Виталя кивнул. Мужик разлил мутную жидкость в стаканы, и они чокнулись.
– А я, если б пил, разве такую невесту родил?! – воскликнул мужик и рывком опрокинул в себя самогонку.
– Ой, так вы папа, что ли? – удивился Виталя и залпом опустошил стакан.
– Па-па, – укоризненно протянул мужик. – Не папа, а батя! И я тоже в ответе за здоровье нации!
– Что-то я вас раньше не видел, – опять удивился Виталя.
– А зачем тебе меня раньше видеть? – подмигнул хитро мужик. – Я сюрприз! Я у дочек только на свадьбах появляюсь! – Он снова разлил самогон по стаканам, и они с Виталей выпили его, звонко чокнувшись – сладкий, ядрёный, вкусный самогон. Правильно Галкина мать сделала, что коньяк и шампанское отправила в подпол.
– Так у вас их много... Галок-то?! – от удивления Виталя громко икнул.
– Да до фига! Каждый год по три свадьбы играю!
Гранкин глазами поискал Галку среди длинных рядов жующих и пьющих гостей, но не нашёл. Да и вообще, он одурел, опьянел, но не от выпитого, а от свежего воздуха и от запахов, несущихся со столов. Виталя стащил с себя пиджак, расслабил галстук и закатал рукава.
– Батя! Родной! – воскликнул он и обнял мужика за худые плечи. – За родителей! – крикнул он тост, и все гости стали вразнобой чокаться, улыбаться, смеяться и кричать «Горько!» Галки нигде не было, и Виталя поцеловал тестя в колючую щёку, отчего-то пахнущую навозом.

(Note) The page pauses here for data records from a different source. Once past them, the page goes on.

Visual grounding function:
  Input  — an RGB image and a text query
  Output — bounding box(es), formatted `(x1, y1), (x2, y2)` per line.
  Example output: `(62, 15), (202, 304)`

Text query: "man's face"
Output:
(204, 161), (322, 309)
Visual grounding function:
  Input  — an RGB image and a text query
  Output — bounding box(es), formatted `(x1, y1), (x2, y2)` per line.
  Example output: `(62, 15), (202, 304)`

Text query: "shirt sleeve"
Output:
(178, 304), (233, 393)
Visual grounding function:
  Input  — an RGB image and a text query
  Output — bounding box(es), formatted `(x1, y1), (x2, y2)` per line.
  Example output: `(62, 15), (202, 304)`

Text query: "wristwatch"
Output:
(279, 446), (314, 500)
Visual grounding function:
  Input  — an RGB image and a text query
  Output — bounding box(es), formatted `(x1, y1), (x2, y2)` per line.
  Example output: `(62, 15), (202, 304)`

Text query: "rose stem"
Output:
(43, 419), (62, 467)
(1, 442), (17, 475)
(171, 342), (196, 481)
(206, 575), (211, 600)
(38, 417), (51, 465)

Раз десять гости кричали «Горько!» и каждый раз, не найдя Галки, Виталя припадал к этой жёсткой, пахучей щеке.
А потом были разудалые песни, их подхватывал свежий ветер и уносил далеко, туда, где виднелись холмы и лес. И пляски были вприсядку, да под гармошку, и прыжки через свирепый костёр, одним словом, это была настоящая свадьба, а не церемония. Только Галки нигде не было видно в её светлом праздничном платье с рукавами-фонариками.
– Слушай, батя, а где твоя дочь? – спросил Виталя у тестя, когда совсем стемнело, и часть гостей переселилась догуливать в дом. Самогонки они выпили много, но пьяным Виталя себя не чувствовал.
– Которая? – промычал пьяный в стельку мужик.
– На которой я сегодня женюсь!
– И на кой ты женишься? – возмутился мужик. – Все бабы – дуры!
– Моя не дура!
– Дура! Они до свадьбы это умеют скрывать! А как женишься – всё, хомут на шею и прощай свобода желаний. Знаешь, сколько раз я мог бы жениться?
– Сколько?
– Ни разу! Потому что девственность души своей берегу. Она, душа, у меня одна, и чужих женских рук не терпит!
– И у меня одна, и у меня не терпит, – пробормотал Гранкин и ещё сильнее расслабил цветастый галстук, словно пытаясь сорвать хомут, который накинула не него эта весёлая свадьба. Разговор показался ему мужским, откровенным и судьбоносным. Никто раньше с ним так не говорил, – про душу, про свадьбу, про женщин и про хомут.
– Что ж я наделал-то? – спросил у себя Виталя. – Что ж делать-то теперь, а?!
– Все бабы сволочи, – бубнил тесть, пытаясь из пустой бутыли вытрясти самогон.
– Все? – уточнил Гранкин.
– Все.
– Пойду, повешусь, – Гранкин повернулся и размашисто зашагал в сарай, в котором плотными рядами стояли поленницы дров, и высилась чёрная гора угля.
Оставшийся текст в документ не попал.